Rohit Ahuja, Head of Research and Outreach, Icra, said ‘Manufacturing capex forms around 20-25 per cent of the total capex in India currently. The PLI scheme, launched with the aim of incentivising manufacturing, is estimated to attract a capex of approximately Rs 4 lakh crore over the next five years.’ It has the potential to generate employment for millions (skilled and unskilled labour) in India. Also, incremental revenues of Rs 35-40 lakh crore are expected over the next five years due to a reduction in net imports. Sectors under which the PLI scheme has been announced currently constitute 40 per cent of the total imports.

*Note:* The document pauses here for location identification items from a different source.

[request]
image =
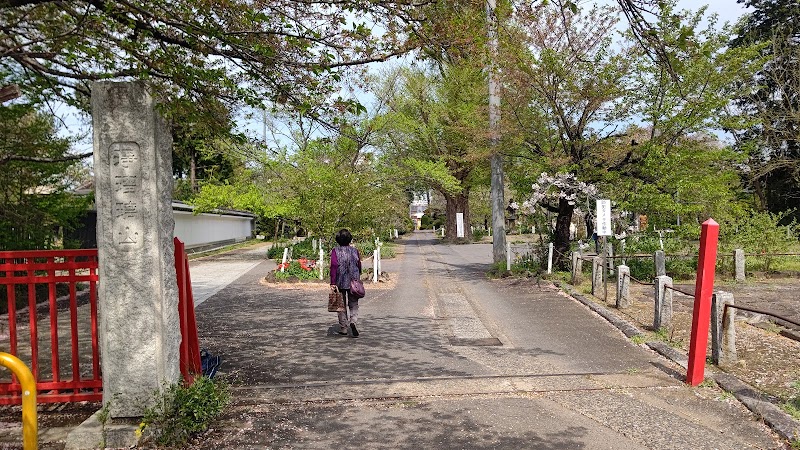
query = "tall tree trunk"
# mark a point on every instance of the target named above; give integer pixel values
(562, 241)
(458, 203)
(193, 171)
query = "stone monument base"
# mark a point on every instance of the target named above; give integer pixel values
(92, 434)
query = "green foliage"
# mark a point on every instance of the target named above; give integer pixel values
(759, 233)
(681, 259)
(179, 411)
(425, 222)
(194, 53)
(34, 194)
(299, 269)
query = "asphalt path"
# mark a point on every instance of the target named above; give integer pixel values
(449, 359)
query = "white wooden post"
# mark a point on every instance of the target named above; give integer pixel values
(321, 263)
(285, 257)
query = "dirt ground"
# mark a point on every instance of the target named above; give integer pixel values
(766, 359)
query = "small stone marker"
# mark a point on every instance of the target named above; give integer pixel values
(597, 275)
(138, 298)
(738, 259)
(660, 260)
(623, 286)
(577, 268)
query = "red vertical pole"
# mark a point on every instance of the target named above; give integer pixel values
(95, 334)
(73, 324)
(180, 272)
(54, 363)
(701, 315)
(34, 330)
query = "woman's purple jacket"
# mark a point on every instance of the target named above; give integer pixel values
(335, 265)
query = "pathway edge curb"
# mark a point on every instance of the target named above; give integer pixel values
(757, 402)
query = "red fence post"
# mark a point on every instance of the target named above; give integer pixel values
(190, 345)
(51, 268)
(701, 314)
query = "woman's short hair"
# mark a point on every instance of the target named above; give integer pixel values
(343, 237)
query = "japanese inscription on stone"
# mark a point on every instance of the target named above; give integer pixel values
(604, 218)
(128, 226)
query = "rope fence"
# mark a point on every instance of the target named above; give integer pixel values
(766, 313)
(638, 281)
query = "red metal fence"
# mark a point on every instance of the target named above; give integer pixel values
(190, 344)
(28, 276)
(31, 272)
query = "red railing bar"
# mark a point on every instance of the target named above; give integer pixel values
(54, 386)
(95, 343)
(45, 279)
(12, 318)
(55, 398)
(73, 323)
(34, 330)
(53, 332)
(25, 254)
(191, 332)
(67, 264)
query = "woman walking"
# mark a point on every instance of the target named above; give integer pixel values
(346, 266)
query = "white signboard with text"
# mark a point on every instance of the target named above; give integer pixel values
(604, 218)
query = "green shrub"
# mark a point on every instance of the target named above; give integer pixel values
(275, 252)
(759, 234)
(179, 411)
(425, 222)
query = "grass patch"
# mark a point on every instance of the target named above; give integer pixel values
(180, 411)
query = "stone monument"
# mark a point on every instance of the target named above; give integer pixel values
(138, 295)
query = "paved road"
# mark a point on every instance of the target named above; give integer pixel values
(449, 359)
(212, 273)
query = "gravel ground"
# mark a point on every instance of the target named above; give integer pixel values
(767, 360)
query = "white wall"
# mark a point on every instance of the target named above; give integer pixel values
(206, 228)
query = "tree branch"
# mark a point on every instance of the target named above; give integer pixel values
(8, 158)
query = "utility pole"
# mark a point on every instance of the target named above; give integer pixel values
(498, 202)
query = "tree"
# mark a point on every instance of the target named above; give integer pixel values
(437, 134)
(672, 167)
(773, 139)
(566, 88)
(193, 50)
(35, 201)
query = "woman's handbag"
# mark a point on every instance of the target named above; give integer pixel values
(335, 301)
(357, 288)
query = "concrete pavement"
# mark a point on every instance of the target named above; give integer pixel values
(452, 360)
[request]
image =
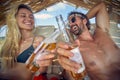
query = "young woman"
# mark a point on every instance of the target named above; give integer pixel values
(19, 44)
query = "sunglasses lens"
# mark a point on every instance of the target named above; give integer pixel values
(73, 20)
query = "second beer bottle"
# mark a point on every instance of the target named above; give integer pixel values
(81, 73)
(48, 44)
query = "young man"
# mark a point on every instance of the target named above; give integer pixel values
(100, 54)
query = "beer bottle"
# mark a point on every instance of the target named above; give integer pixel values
(81, 73)
(48, 44)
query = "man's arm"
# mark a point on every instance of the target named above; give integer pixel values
(102, 19)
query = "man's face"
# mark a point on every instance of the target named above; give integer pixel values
(76, 24)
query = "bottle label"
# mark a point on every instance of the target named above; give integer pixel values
(78, 58)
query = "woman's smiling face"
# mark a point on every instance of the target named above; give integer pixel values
(25, 19)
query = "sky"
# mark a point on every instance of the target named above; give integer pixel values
(47, 16)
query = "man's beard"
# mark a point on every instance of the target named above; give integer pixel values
(78, 31)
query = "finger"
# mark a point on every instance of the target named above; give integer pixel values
(42, 63)
(68, 64)
(77, 42)
(64, 52)
(62, 45)
(47, 56)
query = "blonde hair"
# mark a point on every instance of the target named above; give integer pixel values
(12, 40)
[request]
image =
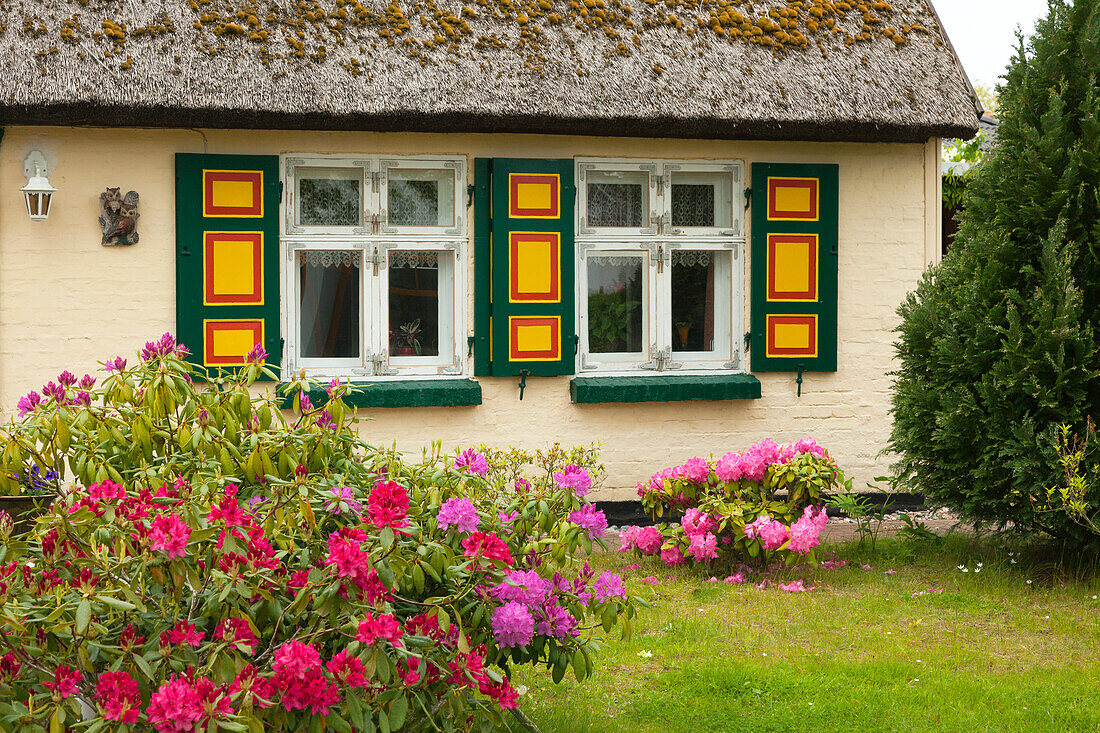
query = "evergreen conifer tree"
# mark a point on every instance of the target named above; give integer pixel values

Ahuja said ‘The scheme, spread across 14 sectors, can enhance India's annual manufacturing capex by 15 to 20 per cent from FY23. However, potential challenges are expected from execution delays, increasing funding costs, availability of requisite infrastructure and delays in approvals’. Of the total manufacturing outlay, about 80 per cent is concentrated towards electronics, auto, solar panel manufacturing, of which the focus towards semiconductors/electronics value chain is 50 per cent of the outlay. Incentives are based on incremental production/revenue, spread over five years on an average across sectors.

PLI for semiconductor manufacturing is at Rs 76,000 crore, and aims to make India one of the leading manufacturers globally of this critical component. He said ‘Given the fact that India's dependence on semiconductors is expected to increase substantially, this PLI scheme is critical’. He added ‘Globally, India's manufacturing output as a percentage of GDP is comparable with developed economies like the United States, the European Union and developing economies like Russia and Brazil, however, it is way behind China. Massive opportunity emerging for India, as the world looks to diversify away from China and the PLI scheme is a step in the right direction.’

The CNX Nifty is currently trading at 17252.90, down by 51.70 points or 0.30% after trading in a range of 17219.20 and 17321.65. There were 19 stocks advancing against 30 stocks declining, while 1 stock remain unchanged on the index.

The top gainers on Nifty were Coal India up by 1.29%, Larsen & Toubro up by 1.07%, Tata Steel up by 0.82%, SBI Life Insurance up by 0.79% and UPL up by 0.68%. On the flip side, Cipla down by 1.80%, ONGC down by 1.19%, Divi's Lab down by 1.13%, Infosys down by 1.03% and HCL Technologies down by 1.01% were the top losers.

Asian markets are trading mixed; Nikkei 225 fell 85.11 points or 0.31% to 27,147.76, Hang Seng slipped 107.98 points or 0.44% to 24,684.79, Taiwan Weighted lost 50.48 points or 0.28% to 18,218.09 and KOSPI was down by 4.42 points or 0.16% to 2,739.67. On the other hand, Straits Times added 2.21 points or 0.06% to 3,443.78, Jakarta Composite rose 42.30 points or 0.62% to 6,877.42 and Shanghai Composite was up by 0.52 points or 0.01% to 3,468.56.